The CH-47 Chinook, a heavy transport helicopter with two rotors, can carry around 40 soldiers plus a small crew. The fact it was flying at night suggested the aircraft might have been carrying troops on a nighttime air assault.
Kajaki is the site of a large US-funded hydroelectric dam now being repaired so it can provide electricity to the southern city of Kandahar. British troops, who make up the bulk of the forces in Helmand Province, have been engaged in fierce fighting around the dam protecting it.
Meanwhile, a Taliban ambush of a police convoy in the south yesterday left 16 policemen dead, the interior ministry said, in one of the deadliest attacks against the fledgling police service.

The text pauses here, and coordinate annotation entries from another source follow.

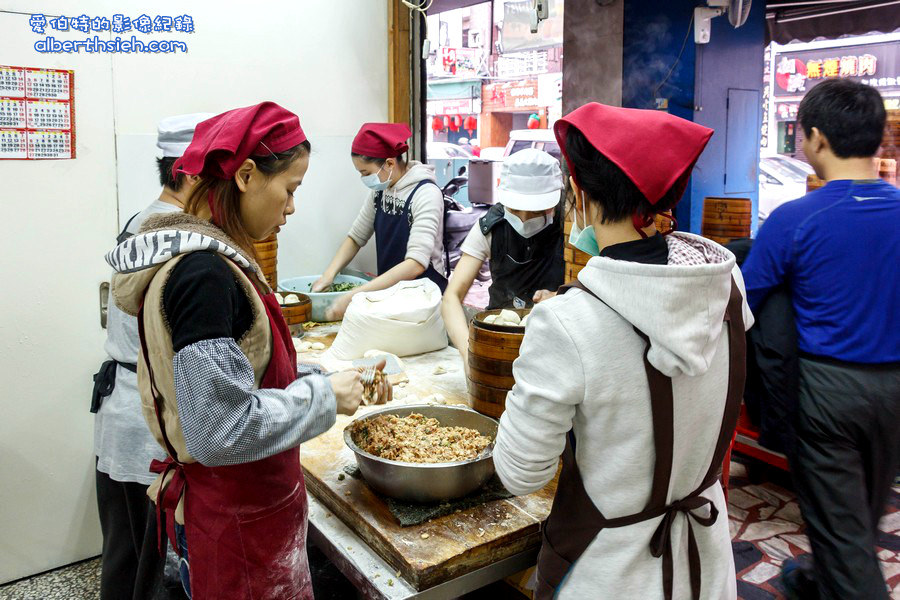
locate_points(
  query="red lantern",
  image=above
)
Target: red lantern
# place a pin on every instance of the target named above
(470, 124)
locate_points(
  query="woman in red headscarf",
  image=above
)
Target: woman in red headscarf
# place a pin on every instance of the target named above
(404, 211)
(217, 371)
(641, 391)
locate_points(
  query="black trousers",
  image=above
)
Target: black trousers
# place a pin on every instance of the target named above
(131, 567)
(847, 455)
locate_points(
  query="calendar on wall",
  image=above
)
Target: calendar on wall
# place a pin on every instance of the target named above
(37, 113)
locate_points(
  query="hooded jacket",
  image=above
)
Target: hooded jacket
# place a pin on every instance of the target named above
(594, 383)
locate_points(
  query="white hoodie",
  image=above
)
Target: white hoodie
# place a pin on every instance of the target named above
(594, 381)
(426, 236)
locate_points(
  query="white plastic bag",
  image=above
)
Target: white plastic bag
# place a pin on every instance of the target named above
(404, 320)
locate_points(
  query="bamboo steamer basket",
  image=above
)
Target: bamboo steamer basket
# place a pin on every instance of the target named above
(664, 223)
(297, 313)
(725, 219)
(492, 351)
(267, 259)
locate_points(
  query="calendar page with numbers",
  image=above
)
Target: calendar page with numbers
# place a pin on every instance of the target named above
(37, 113)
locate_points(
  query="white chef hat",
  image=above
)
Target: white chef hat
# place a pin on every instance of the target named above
(530, 179)
(174, 134)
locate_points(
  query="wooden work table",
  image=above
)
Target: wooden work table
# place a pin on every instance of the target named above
(442, 558)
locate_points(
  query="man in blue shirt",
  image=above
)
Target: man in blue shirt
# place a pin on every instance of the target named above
(837, 251)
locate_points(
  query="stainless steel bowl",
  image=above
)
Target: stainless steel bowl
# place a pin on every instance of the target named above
(428, 482)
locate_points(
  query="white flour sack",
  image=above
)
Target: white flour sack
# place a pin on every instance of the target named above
(404, 320)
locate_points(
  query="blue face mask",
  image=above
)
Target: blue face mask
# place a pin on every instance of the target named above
(374, 183)
(584, 239)
(531, 227)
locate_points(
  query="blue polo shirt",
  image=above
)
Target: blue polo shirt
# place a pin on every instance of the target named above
(838, 251)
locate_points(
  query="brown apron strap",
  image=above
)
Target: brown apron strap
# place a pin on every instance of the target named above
(564, 539)
(663, 412)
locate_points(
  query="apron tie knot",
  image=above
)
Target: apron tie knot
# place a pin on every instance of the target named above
(661, 542)
(167, 498)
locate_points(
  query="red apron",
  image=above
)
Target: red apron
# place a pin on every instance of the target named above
(245, 524)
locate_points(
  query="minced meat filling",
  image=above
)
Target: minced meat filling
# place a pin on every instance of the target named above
(417, 439)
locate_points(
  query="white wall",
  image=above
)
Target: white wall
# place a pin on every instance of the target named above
(324, 59)
(58, 218)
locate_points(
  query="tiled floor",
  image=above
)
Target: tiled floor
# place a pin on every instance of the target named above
(80, 581)
(765, 524)
(766, 529)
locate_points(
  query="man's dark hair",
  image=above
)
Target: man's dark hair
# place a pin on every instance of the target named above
(164, 165)
(606, 184)
(851, 115)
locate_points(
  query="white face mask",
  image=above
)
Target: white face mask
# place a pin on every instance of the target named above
(531, 227)
(584, 239)
(374, 183)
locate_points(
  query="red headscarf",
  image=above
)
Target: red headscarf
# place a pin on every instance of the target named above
(655, 150)
(381, 140)
(221, 144)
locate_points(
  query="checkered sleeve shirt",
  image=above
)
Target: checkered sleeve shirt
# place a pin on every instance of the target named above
(227, 422)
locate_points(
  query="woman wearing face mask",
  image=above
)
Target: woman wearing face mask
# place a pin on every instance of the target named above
(634, 374)
(522, 238)
(404, 210)
(217, 370)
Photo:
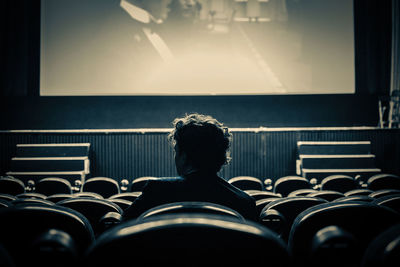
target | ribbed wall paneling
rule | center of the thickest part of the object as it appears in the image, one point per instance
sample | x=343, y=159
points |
x=265, y=154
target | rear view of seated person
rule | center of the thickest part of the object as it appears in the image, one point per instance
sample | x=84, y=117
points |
x=201, y=145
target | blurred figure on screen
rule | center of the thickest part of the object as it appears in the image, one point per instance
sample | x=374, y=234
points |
x=201, y=145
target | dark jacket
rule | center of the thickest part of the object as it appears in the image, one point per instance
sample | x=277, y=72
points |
x=194, y=187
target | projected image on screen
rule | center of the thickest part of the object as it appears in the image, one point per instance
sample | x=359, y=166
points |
x=196, y=47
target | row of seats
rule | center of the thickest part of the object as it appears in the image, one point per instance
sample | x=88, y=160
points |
x=350, y=233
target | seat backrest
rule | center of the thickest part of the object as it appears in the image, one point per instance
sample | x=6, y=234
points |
x=390, y=201
x=191, y=207
x=358, y=192
x=257, y=194
x=21, y=224
x=11, y=186
x=286, y=185
x=92, y=208
x=246, y=183
x=53, y=185
x=103, y=186
x=361, y=219
x=383, y=181
x=130, y=196
x=339, y=183
x=290, y=207
x=384, y=250
x=384, y=192
x=139, y=183
x=327, y=195
x=188, y=240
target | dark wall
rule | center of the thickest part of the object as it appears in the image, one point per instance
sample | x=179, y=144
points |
x=23, y=108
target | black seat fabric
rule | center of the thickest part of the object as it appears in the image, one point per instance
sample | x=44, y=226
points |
x=188, y=240
x=53, y=185
x=327, y=195
x=21, y=224
x=289, y=208
x=104, y=186
x=286, y=185
x=361, y=219
x=11, y=186
x=139, y=183
x=384, y=250
x=383, y=181
x=339, y=183
x=92, y=208
x=246, y=183
x=191, y=207
x=390, y=201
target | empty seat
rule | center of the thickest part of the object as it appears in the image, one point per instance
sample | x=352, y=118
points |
x=53, y=247
x=138, y=184
x=390, y=201
x=58, y=197
x=333, y=246
x=289, y=208
x=122, y=203
x=53, y=185
x=31, y=195
x=92, y=208
x=191, y=207
x=20, y=225
x=384, y=250
x=354, y=198
x=103, y=186
x=257, y=194
x=188, y=240
x=286, y=185
x=383, y=181
x=246, y=183
x=130, y=196
x=11, y=186
x=361, y=219
x=358, y=192
x=327, y=195
x=339, y=183
x=384, y=192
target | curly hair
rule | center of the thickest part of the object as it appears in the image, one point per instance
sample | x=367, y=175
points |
x=205, y=141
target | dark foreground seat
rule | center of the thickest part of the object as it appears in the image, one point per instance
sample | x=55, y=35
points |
x=362, y=220
x=22, y=224
x=188, y=240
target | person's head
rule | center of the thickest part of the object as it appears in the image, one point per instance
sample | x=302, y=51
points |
x=200, y=142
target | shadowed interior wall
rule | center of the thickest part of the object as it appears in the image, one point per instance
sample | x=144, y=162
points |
x=263, y=154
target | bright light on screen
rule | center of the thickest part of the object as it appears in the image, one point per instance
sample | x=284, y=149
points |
x=203, y=47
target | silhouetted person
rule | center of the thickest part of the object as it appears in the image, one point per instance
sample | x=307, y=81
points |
x=201, y=146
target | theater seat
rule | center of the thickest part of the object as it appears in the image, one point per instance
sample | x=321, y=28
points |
x=363, y=220
x=384, y=250
x=191, y=207
x=246, y=183
x=92, y=208
x=53, y=185
x=383, y=181
x=390, y=201
x=11, y=186
x=328, y=195
x=332, y=246
x=289, y=208
x=286, y=185
x=104, y=186
x=20, y=226
x=339, y=183
x=188, y=240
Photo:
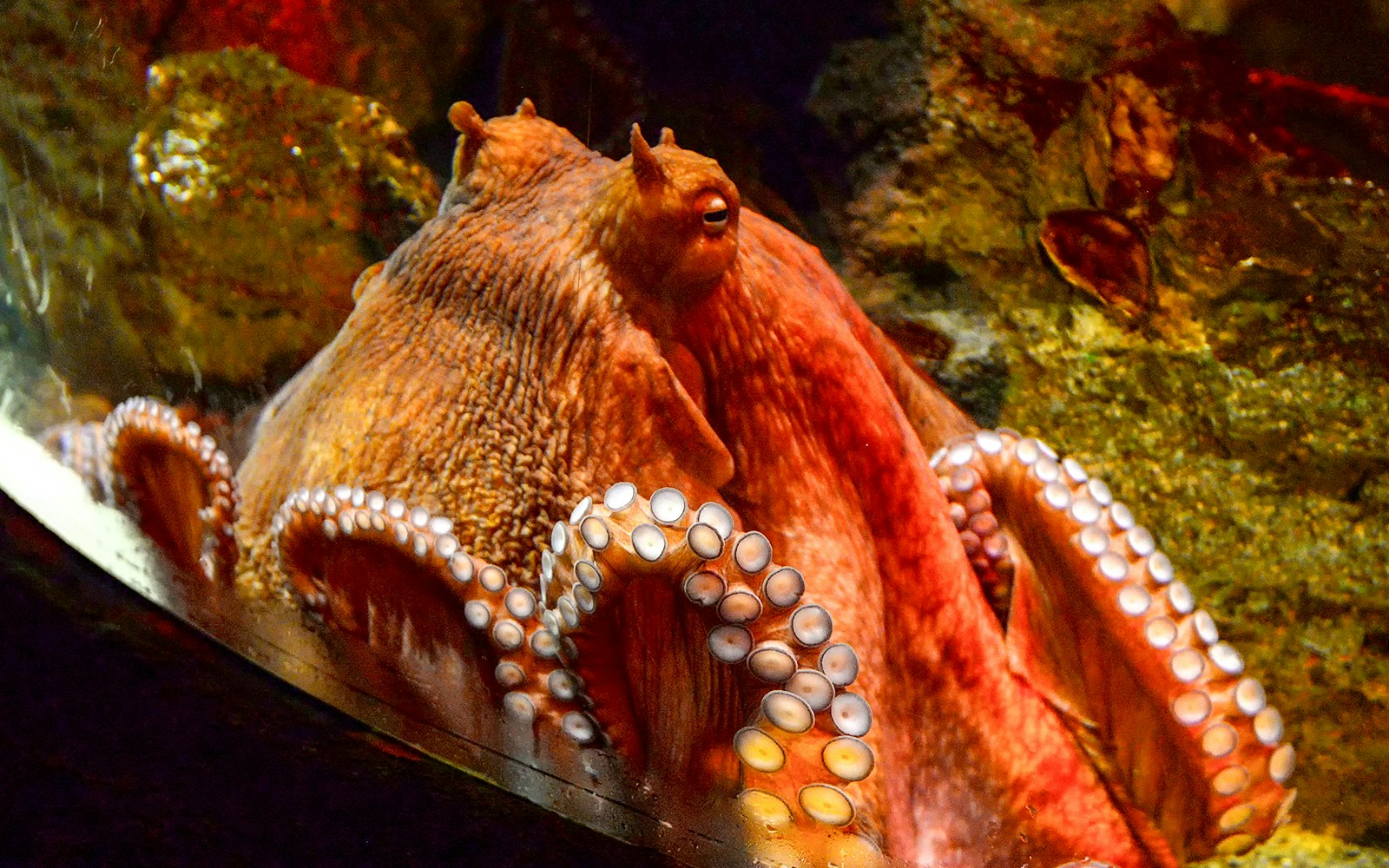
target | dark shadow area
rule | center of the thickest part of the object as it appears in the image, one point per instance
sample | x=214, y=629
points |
x=131, y=740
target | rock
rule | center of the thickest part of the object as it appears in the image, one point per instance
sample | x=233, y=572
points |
x=1185, y=295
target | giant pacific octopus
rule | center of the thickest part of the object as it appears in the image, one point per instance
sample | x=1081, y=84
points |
x=885, y=629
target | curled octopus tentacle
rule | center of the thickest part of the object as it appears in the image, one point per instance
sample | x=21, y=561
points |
x=167, y=472
x=1099, y=622
x=806, y=750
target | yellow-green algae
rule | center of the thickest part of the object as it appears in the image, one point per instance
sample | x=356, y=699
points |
x=1243, y=417
x=1296, y=847
x=122, y=289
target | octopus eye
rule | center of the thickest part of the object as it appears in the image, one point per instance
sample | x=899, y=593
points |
x=715, y=214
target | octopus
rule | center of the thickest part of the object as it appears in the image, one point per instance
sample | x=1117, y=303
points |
x=636, y=449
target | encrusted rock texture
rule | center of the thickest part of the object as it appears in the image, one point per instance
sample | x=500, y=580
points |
x=194, y=224
x=1122, y=249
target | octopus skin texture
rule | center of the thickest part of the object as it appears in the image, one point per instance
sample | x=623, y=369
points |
x=884, y=632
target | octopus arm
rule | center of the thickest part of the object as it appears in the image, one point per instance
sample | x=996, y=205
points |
x=806, y=749
x=167, y=472
x=1101, y=625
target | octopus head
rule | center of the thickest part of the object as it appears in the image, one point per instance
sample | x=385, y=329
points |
x=667, y=222
x=509, y=157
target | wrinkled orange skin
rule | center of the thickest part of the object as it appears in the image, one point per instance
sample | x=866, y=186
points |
x=560, y=328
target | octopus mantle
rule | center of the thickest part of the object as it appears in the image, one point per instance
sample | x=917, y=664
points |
x=882, y=631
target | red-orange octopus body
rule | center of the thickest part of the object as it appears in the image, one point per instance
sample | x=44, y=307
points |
x=885, y=629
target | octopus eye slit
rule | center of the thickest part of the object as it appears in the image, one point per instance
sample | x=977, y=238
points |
x=715, y=215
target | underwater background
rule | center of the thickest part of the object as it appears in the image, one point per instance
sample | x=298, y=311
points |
x=1156, y=236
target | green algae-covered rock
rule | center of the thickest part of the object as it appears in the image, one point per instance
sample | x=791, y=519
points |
x=266, y=198
x=1178, y=293
x=229, y=273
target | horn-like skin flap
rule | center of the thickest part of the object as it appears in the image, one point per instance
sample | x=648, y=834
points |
x=645, y=166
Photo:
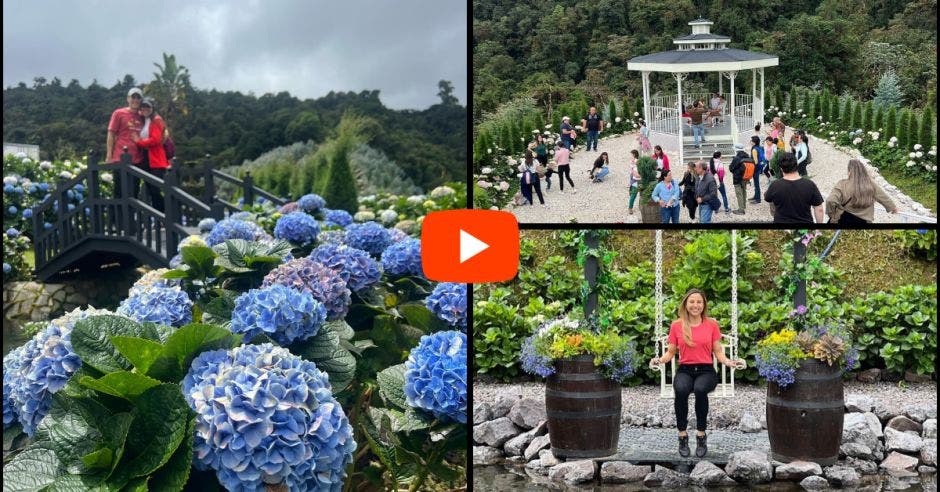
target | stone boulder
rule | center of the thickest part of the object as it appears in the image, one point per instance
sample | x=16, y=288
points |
x=750, y=466
x=623, y=472
x=707, y=474
x=797, y=470
x=537, y=444
x=930, y=429
x=814, y=483
x=842, y=476
x=859, y=403
x=928, y=453
x=898, y=462
x=905, y=442
x=573, y=472
x=904, y=424
x=486, y=455
x=749, y=423
x=495, y=433
x=664, y=477
x=482, y=412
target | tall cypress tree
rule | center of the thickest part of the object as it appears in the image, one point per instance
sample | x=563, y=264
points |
x=891, y=125
x=925, y=137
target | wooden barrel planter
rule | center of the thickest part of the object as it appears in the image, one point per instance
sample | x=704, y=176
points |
x=583, y=409
x=804, y=420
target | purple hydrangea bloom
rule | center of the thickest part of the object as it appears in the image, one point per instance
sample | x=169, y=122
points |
x=355, y=266
x=370, y=237
x=232, y=228
x=265, y=416
x=436, y=375
x=284, y=314
x=311, y=202
x=35, y=371
x=297, y=228
x=158, y=304
x=321, y=281
x=339, y=218
x=403, y=258
x=449, y=302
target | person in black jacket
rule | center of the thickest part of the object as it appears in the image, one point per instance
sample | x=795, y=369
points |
x=737, y=177
x=688, y=190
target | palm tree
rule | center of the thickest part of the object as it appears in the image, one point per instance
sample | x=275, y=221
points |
x=170, y=86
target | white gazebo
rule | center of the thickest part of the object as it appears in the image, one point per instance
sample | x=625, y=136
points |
x=703, y=51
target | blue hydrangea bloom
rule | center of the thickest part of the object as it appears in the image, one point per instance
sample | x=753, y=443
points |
x=311, y=202
x=355, y=266
x=436, y=375
x=321, y=281
x=265, y=416
x=370, y=237
x=403, y=258
x=297, y=228
x=284, y=314
x=339, y=218
x=449, y=302
x=159, y=304
x=206, y=225
x=35, y=371
x=232, y=228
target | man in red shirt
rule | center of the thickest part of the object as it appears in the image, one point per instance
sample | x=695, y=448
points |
x=124, y=123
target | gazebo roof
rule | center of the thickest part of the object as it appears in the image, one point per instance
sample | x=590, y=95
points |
x=675, y=61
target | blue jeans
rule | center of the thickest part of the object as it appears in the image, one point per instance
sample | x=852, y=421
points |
x=669, y=214
x=592, y=137
x=705, y=213
x=699, y=132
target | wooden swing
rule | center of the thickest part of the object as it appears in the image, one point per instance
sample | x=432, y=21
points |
x=729, y=342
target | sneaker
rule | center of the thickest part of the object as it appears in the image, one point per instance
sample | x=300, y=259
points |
x=701, y=445
x=684, y=450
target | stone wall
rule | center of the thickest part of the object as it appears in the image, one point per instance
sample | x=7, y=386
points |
x=36, y=301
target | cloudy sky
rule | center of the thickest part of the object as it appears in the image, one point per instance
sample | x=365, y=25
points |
x=308, y=48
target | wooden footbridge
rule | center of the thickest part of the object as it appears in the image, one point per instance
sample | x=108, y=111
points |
x=121, y=227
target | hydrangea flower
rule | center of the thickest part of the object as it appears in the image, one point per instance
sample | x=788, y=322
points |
x=158, y=304
x=436, y=375
x=35, y=371
x=297, y=228
x=265, y=416
x=339, y=218
x=355, y=266
x=403, y=258
x=370, y=237
x=284, y=314
x=311, y=202
x=206, y=225
x=232, y=228
x=449, y=302
x=322, y=282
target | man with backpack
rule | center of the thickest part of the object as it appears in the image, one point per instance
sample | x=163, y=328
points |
x=757, y=154
x=742, y=170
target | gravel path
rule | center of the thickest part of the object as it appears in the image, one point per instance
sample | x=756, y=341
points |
x=606, y=202
x=642, y=404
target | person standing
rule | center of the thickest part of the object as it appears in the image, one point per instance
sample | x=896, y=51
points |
x=852, y=200
x=697, y=338
x=634, y=179
x=562, y=159
x=150, y=140
x=796, y=199
x=737, y=168
x=592, y=124
x=706, y=193
x=667, y=194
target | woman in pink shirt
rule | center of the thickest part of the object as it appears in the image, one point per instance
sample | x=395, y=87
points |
x=698, y=339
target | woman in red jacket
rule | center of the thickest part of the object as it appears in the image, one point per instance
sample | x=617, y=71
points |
x=151, y=139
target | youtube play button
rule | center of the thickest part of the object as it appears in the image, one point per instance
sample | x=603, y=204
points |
x=470, y=246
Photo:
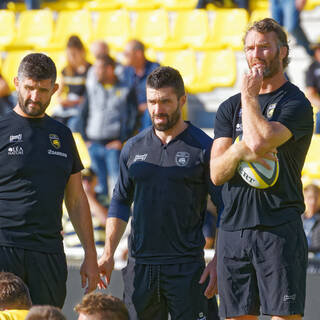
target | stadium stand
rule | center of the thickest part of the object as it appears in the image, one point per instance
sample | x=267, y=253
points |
x=7, y=30
x=29, y=33
x=112, y=27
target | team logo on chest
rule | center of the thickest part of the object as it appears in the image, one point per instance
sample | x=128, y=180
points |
x=182, y=158
x=55, y=141
x=270, y=110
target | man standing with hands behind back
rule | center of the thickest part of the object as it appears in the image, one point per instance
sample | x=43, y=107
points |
x=262, y=250
x=39, y=166
x=164, y=171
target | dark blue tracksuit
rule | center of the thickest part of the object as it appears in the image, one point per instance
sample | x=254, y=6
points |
x=169, y=185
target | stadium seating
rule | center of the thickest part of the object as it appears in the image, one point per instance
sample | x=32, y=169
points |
x=190, y=29
x=140, y=4
x=11, y=64
x=259, y=14
x=185, y=62
x=35, y=28
x=217, y=69
x=152, y=28
x=176, y=5
x=113, y=27
x=63, y=5
x=7, y=29
x=98, y=5
x=228, y=28
x=71, y=23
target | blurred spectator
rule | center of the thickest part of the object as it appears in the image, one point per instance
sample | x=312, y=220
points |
x=311, y=218
x=73, y=84
x=100, y=306
x=31, y=4
x=244, y=4
x=98, y=211
x=136, y=72
x=6, y=102
x=15, y=300
x=108, y=119
x=99, y=48
x=287, y=14
x=312, y=82
x=45, y=313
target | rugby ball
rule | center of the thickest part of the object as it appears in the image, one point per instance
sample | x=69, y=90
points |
x=257, y=175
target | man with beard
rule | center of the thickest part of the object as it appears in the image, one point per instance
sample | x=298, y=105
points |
x=164, y=171
x=261, y=249
x=40, y=166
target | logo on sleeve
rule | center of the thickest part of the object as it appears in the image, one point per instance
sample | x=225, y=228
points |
x=182, y=158
x=55, y=141
x=15, y=151
x=16, y=138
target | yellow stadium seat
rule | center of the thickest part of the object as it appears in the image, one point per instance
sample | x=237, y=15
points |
x=11, y=64
x=103, y=5
x=229, y=26
x=217, y=69
x=113, y=27
x=63, y=5
x=152, y=28
x=82, y=149
x=258, y=5
x=311, y=167
x=71, y=23
x=140, y=4
x=7, y=29
x=176, y=5
x=311, y=4
x=185, y=62
x=259, y=14
x=35, y=28
x=190, y=29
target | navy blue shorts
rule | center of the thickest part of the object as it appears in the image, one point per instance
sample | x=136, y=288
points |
x=153, y=291
x=45, y=274
x=262, y=269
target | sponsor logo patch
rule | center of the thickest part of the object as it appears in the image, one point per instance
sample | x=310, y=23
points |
x=182, y=158
x=55, y=141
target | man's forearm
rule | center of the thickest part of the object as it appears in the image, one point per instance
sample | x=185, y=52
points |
x=115, y=228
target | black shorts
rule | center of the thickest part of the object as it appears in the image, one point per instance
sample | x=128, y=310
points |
x=153, y=291
x=45, y=274
x=262, y=267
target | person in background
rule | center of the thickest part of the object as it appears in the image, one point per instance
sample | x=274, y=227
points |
x=101, y=306
x=136, y=73
x=45, y=313
x=287, y=14
x=15, y=300
x=73, y=84
x=311, y=218
x=312, y=83
x=108, y=119
x=99, y=213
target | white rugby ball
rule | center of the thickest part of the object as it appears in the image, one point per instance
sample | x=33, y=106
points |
x=257, y=175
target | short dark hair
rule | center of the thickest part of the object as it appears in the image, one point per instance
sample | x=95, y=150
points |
x=14, y=293
x=75, y=42
x=107, y=306
x=37, y=66
x=45, y=313
x=164, y=77
x=270, y=25
x=106, y=59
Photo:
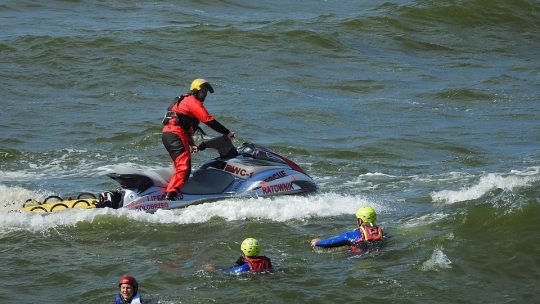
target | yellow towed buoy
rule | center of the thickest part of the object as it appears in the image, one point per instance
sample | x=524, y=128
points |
x=55, y=203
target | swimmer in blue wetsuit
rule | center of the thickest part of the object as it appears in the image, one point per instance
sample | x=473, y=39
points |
x=250, y=261
x=367, y=233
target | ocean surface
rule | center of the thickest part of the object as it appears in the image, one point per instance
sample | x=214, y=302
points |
x=427, y=111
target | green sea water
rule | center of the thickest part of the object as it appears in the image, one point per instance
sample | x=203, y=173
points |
x=426, y=111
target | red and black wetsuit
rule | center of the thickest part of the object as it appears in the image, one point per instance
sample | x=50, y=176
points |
x=251, y=264
x=182, y=119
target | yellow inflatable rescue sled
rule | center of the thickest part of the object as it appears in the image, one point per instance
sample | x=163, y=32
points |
x=56, y=203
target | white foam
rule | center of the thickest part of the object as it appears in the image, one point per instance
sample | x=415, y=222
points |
x=489, y=182
x=425, y=220
x=278, y=209
x=437, y=261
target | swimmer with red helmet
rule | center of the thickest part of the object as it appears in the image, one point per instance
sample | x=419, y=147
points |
x=128, y=293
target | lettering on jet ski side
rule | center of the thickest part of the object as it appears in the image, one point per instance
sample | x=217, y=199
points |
x=161, y=205
x=277, y=188
x=275, y=176
x=238, y=171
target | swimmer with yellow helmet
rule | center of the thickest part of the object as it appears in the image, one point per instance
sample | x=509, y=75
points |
x=367, y=233
x=251, y=261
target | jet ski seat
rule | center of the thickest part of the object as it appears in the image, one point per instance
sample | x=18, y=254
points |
x=209, y=181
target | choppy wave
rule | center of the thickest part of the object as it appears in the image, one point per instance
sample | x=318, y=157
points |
x=437, y=261
x=489, y=182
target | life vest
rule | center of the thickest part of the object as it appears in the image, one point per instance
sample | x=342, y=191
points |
x=258, y=263
x=136, y=299
x=179, y=119
x=370, y=233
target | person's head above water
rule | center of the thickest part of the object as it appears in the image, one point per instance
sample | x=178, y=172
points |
x=366, y=215
x=250, y=247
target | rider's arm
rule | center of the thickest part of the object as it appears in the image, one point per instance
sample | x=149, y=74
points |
x=199, y=111
x=345, y=239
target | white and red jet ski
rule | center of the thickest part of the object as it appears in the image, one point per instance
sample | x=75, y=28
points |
x=249, y=171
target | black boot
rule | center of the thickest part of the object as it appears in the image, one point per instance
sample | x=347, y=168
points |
x=170, y=196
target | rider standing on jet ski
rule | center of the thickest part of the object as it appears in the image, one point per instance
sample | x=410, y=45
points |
x=182, y=119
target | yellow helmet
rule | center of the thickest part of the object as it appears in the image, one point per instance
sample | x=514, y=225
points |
x=250, y=247
x=367, y=215
x=199, y=84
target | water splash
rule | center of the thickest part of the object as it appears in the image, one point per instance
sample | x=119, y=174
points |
x=437, y=261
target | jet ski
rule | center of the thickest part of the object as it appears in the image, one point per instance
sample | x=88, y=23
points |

The three-vehicle police convoy was on its way from the troubled province of Zabul to the capital when it was ambushed, ministry spokesman Zemarai Bashary said.
"Sixteen police were martyred and another six police were wounded today at 8:30am in an ambush by the enemies of peace in Afghanistan," he said.
There were also casualties on the Taliban side, Bashary said, without giving a number.
Taliban militants fled the area after army reinforcements arrived, a press statement said.
The militants regularly attack Afghan policemen with roadside bombings and ambushes.